Vous évoquez une « contre-performance stratégique » de la France au Sahel. Pourquoi ?

On a une dynamique stratégique qui produit le contraire de ce qu’elle était censée produire. Elle a cherché à faire du partenariat, elle a produit de la friction, notamment avec le Mali. Elle a cherché à endiguer la dégradation sécuritaire, elle n’y est pas parvenue. Elle a cherché à préserver les intérêts de la France et on a (…) un sentiment anti-français exacerbé.

La France a-t-elle négligé les ambitions russes, turques, chinoises en Afrique ?

On s’est focalisé essentiellement sur la lutte contre le terrorisme, qui a pris une place déterminante, presque aveuglante. Il y a une divergence de priorités stratégiques avec des acteurs locaux qui peuvent être très opportunistes: un accord local avec les djihadistes peut être parfois moins inquiétant pour eux qu’une réforme du système électoral ou constitutionnel.

Par ailleurs, la conditionnalité démocratique nous met en porte-à-faux avec des régimes qui sont en plein recul sur ce point et n’hésitent pas à faire valoir la concurrence avec des compétiteurs qui eux ne conditionnent leur soutien à aucun critère intérieur. C’est l’offre russe et il y en a d’autres pas loin (Chine, Turquie, ndlr).

C’est là qu’on touche du doigt la fameuse contre-performance ?

L’opération militaire (Barkhane, ndlr) n’a pas démérité. Le but affiché était de maintenir la pression sur les groupes terroristes et de développer des partenariats avec les armées locales – d’une façon générale, cela s’est fait. Mais d’autres aspects n’ont pas fonctionné: le retour de l’Etat au nord Mali, le choix d’accompagner un processus de paix dont on savait qu’il était vicié et la préservation des intérêts stratégiques français qui n’ont, bizarrement, jamais figuré dans les objectifs officiels. On a aussi eu ces dernières décennies beaucoup d’hésitations, de changements de pied, qui ont créé de la méfiance chez nos partenaires.

Comment inverser la dégradation de l’image de la France en Afrique ?  

Ce ne sera pas facile. Il faut réduire la visibilité de l’action militaire française qui agit comme un irritant pour les sociétés africaines.

Nous proposons de revenir à une logique de présence, avec un personnel militaire déployé pour longtemps, et non cette logique d’opérations extérieures qui créé une pression politique pour du résultat, déphasé avec l’agenda du partenaire.

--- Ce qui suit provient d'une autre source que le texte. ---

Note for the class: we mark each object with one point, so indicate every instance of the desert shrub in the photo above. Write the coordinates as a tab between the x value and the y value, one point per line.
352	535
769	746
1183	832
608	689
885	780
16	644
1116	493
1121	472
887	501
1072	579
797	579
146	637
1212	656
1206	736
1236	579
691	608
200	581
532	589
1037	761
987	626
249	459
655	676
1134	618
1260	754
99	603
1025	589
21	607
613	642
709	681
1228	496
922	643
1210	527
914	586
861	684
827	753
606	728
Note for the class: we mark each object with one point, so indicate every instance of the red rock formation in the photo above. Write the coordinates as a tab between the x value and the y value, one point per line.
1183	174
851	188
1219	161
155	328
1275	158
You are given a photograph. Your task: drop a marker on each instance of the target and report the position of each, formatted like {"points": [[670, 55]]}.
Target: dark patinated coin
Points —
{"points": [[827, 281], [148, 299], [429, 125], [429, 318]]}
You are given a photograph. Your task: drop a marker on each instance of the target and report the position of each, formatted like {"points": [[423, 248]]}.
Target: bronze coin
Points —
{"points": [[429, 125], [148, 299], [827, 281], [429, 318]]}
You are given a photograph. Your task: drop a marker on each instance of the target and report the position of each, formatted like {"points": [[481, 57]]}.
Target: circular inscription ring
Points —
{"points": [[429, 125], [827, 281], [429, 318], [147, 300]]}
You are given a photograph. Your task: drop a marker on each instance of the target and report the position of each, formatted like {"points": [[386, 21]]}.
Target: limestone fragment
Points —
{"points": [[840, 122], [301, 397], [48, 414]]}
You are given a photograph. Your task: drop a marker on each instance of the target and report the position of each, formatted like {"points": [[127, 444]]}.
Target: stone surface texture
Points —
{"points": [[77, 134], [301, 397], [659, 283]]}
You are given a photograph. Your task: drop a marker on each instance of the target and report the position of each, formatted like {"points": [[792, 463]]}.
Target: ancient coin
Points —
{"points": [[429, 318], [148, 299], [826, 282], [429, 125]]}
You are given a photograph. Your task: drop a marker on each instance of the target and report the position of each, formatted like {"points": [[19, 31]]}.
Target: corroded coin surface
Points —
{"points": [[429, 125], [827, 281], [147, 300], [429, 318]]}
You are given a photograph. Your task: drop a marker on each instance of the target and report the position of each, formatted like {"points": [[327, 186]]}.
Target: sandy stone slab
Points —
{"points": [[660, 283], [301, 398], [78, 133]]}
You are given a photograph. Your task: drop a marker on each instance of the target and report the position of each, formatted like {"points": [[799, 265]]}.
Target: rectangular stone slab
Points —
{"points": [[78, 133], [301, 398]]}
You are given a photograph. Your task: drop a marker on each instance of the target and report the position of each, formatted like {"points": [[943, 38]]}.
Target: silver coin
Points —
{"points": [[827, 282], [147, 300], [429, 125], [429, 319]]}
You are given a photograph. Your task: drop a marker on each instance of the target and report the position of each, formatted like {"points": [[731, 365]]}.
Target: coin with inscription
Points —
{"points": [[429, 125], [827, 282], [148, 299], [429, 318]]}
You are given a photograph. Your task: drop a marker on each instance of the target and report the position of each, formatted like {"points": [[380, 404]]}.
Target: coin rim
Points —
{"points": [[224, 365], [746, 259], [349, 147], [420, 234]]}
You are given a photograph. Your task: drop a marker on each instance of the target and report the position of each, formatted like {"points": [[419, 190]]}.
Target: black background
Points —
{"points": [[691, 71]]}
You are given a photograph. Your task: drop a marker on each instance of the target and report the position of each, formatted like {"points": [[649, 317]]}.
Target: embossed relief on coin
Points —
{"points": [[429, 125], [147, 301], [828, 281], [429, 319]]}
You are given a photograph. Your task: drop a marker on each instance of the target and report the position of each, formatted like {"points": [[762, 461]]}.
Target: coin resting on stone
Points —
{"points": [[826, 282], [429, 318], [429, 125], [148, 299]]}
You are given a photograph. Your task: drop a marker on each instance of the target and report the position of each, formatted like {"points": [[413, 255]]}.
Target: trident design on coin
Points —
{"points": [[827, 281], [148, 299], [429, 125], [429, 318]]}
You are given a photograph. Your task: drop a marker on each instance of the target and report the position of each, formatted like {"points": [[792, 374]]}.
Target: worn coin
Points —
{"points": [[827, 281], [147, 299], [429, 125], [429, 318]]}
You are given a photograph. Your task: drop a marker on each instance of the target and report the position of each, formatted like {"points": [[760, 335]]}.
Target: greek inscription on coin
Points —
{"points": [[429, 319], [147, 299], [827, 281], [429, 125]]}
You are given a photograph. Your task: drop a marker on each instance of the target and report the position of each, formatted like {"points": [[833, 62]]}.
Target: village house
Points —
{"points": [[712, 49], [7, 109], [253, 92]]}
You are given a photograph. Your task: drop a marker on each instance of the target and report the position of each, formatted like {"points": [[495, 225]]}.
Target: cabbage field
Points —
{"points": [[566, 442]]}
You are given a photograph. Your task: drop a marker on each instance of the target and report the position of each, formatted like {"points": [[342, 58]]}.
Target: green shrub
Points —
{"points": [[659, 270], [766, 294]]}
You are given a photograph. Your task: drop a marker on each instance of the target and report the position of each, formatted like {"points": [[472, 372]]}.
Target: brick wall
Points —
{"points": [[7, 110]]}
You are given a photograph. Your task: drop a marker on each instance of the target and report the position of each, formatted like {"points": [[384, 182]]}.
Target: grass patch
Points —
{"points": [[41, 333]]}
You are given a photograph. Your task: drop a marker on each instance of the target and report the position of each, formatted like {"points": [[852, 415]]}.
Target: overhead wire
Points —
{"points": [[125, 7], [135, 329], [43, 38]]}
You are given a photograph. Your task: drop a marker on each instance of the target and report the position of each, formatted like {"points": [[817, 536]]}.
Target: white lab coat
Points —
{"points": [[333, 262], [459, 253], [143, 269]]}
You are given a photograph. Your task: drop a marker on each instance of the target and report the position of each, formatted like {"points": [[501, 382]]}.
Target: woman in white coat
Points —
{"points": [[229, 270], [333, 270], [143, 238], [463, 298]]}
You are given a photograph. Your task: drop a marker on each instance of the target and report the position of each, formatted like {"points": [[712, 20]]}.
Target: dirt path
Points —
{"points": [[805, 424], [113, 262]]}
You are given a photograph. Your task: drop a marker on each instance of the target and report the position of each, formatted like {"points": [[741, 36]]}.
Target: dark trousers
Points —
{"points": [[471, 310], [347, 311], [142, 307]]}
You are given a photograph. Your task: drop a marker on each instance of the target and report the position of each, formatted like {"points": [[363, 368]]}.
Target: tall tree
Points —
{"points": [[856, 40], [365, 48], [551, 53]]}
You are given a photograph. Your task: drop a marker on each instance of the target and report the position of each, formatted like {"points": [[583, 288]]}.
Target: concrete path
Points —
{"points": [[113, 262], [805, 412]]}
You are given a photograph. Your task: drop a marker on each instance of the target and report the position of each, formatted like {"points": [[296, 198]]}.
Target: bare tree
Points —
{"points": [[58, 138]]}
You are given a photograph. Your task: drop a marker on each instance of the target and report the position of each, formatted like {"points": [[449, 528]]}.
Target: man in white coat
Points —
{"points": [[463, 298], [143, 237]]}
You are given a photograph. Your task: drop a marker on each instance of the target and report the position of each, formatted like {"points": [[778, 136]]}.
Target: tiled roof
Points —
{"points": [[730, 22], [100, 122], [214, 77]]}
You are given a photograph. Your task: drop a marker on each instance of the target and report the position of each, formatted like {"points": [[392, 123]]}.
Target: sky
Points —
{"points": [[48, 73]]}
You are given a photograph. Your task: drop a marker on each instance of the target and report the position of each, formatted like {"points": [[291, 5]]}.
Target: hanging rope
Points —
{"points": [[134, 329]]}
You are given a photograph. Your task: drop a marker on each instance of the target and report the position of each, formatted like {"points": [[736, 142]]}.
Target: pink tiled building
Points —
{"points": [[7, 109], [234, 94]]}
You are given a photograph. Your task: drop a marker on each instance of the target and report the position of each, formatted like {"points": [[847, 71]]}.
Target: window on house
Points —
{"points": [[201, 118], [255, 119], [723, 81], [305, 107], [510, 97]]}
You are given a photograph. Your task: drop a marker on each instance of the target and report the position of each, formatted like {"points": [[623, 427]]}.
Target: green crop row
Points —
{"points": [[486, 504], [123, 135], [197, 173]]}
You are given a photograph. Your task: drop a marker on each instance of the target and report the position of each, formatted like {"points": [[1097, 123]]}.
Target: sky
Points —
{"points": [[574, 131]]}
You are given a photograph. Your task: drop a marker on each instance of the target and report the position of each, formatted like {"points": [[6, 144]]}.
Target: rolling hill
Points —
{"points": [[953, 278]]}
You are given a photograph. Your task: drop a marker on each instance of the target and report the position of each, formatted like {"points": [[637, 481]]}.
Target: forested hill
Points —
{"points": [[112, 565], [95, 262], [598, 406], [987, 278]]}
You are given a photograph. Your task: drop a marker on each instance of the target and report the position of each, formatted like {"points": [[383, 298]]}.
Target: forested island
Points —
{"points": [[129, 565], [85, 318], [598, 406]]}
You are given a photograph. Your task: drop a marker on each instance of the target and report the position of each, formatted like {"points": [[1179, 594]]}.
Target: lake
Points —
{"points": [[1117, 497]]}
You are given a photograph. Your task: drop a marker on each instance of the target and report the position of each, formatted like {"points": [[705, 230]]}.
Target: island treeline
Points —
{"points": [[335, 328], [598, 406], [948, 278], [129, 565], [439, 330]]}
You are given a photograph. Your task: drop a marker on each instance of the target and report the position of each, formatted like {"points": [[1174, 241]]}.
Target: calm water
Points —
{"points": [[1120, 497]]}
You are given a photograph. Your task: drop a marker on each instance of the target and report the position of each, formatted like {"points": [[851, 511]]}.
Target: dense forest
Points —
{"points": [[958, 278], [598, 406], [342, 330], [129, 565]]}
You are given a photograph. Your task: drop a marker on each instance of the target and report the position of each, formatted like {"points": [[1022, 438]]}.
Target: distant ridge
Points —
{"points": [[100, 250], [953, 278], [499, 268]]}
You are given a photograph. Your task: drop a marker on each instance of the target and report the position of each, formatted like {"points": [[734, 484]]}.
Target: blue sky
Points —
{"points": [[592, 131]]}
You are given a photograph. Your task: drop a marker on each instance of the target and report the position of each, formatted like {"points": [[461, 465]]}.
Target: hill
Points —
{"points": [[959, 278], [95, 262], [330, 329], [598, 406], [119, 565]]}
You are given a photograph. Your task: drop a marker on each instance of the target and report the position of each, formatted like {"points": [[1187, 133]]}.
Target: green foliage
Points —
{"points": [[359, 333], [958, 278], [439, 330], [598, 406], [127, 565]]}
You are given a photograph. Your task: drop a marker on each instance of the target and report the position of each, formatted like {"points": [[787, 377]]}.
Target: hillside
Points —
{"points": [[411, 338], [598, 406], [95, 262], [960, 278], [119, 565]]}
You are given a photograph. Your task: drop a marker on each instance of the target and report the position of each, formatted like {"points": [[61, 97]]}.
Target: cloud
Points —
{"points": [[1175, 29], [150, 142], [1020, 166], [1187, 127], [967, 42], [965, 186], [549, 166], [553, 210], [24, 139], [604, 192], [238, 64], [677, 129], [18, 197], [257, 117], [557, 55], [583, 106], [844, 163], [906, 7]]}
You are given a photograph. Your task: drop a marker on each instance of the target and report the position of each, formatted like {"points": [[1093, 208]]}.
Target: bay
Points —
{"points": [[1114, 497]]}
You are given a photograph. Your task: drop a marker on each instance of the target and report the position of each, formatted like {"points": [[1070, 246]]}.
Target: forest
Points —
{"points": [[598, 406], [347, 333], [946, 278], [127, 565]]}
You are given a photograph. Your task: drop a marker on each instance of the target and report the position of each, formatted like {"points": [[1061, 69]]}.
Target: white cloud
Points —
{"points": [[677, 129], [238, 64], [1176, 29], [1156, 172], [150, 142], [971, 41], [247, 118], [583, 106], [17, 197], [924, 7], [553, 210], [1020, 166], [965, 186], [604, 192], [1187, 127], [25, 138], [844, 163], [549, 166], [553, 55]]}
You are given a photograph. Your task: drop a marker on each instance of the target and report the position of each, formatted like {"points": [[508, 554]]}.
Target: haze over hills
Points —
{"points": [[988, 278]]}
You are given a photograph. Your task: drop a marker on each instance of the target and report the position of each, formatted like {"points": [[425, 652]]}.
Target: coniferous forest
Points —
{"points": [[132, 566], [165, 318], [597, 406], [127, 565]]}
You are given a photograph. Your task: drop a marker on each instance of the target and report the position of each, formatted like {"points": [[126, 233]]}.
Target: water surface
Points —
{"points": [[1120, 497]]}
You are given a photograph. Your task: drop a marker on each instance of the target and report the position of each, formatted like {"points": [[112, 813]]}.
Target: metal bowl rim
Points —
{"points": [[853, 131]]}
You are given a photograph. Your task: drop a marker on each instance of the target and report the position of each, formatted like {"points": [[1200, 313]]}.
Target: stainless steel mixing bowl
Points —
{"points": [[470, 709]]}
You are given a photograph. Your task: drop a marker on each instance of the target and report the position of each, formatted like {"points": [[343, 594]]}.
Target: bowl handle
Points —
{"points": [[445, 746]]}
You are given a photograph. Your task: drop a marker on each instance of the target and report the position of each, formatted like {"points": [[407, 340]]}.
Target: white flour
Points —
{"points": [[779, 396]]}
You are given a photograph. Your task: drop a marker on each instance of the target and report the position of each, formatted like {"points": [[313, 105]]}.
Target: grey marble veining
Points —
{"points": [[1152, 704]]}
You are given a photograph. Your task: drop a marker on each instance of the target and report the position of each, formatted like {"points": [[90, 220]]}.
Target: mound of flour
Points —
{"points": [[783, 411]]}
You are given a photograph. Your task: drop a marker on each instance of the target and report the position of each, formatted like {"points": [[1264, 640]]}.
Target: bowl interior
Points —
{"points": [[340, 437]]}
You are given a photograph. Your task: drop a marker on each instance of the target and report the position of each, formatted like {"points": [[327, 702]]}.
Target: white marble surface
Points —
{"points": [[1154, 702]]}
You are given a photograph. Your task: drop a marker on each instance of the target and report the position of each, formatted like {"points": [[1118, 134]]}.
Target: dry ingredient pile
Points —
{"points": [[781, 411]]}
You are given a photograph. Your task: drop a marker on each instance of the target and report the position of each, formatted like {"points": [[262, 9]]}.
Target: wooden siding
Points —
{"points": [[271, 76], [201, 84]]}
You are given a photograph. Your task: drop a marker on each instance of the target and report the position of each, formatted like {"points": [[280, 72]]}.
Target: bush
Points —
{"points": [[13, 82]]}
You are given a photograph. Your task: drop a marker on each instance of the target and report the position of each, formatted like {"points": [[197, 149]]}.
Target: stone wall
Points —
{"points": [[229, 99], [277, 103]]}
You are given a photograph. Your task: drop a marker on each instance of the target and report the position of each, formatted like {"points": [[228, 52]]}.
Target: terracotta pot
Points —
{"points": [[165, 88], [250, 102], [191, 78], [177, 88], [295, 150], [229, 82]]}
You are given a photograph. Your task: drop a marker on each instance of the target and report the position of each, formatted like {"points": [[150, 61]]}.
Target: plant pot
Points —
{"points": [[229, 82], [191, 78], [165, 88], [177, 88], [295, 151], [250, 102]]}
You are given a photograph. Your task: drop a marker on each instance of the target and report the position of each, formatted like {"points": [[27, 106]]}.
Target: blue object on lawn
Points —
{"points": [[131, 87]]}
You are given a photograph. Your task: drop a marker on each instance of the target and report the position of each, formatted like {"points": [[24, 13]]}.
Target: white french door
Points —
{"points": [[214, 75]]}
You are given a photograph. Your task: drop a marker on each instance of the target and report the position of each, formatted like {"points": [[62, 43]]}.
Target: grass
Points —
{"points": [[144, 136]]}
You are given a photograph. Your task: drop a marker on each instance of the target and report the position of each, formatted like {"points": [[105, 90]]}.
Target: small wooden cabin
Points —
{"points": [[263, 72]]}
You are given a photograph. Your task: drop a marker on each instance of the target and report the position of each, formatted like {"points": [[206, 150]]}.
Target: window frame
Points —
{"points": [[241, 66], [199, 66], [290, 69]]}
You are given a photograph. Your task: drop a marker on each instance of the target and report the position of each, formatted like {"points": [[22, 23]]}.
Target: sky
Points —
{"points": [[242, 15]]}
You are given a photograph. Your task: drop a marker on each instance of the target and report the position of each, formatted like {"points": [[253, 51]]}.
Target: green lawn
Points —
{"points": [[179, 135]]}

Ensuite, il faut davantage assumer les intérêts politiques et économiques français pour désamorcer le discours conspirationniste. Ces intérêts existent, ils ne sont pas forcément mirobolants mais il faut les objectiver. Et pour autant, il ne faut pas oublier qui on est, l’offre de valeurs qui est la nôtre est importante.

On ne va pas se mettre à faire ce que font les Russes. Donc il faut une plus grande sélectivité dans le choix des partenaires (…) et rentrer dans une logique d’appui: au renseignement, en logistique, au feu aérien voire à l’artillerie. Ce qu’on a fait par exemple avec les Irakiens ou ce qu’on fait, sans l’appui feu, avec les Ukrainiens.

Vous proposez aussi un commandement militaire intégré sur l’Afrique, à l’image de l’Africom américain, en quoi cela consiste-t-il ?

On constate un mille-feuille bureaucratique qui nuit à l’efficacité et au lien avec les partenaires et sur lequel se greffent plusieurs opérations militaires, à chaque fois avec des commandements différents. Créons un commandement unifié, qui va de la formation jusqu’à l’appui opérationnel sous une même vision.

Cela aurait l’avantage de donner un numéro de téléphone unique à la stratégie française en Afrique. L’idée est aussi de dégager des marges de manœuvres pour de nouveaux enjeux en Europe et en Indopacifique. On est à la fin d’un cycle (…). Si on continue sur la même lancée, il y a des risques d’éviction stratégique forts de la France d’espaces importants et d’intérêts majeurs.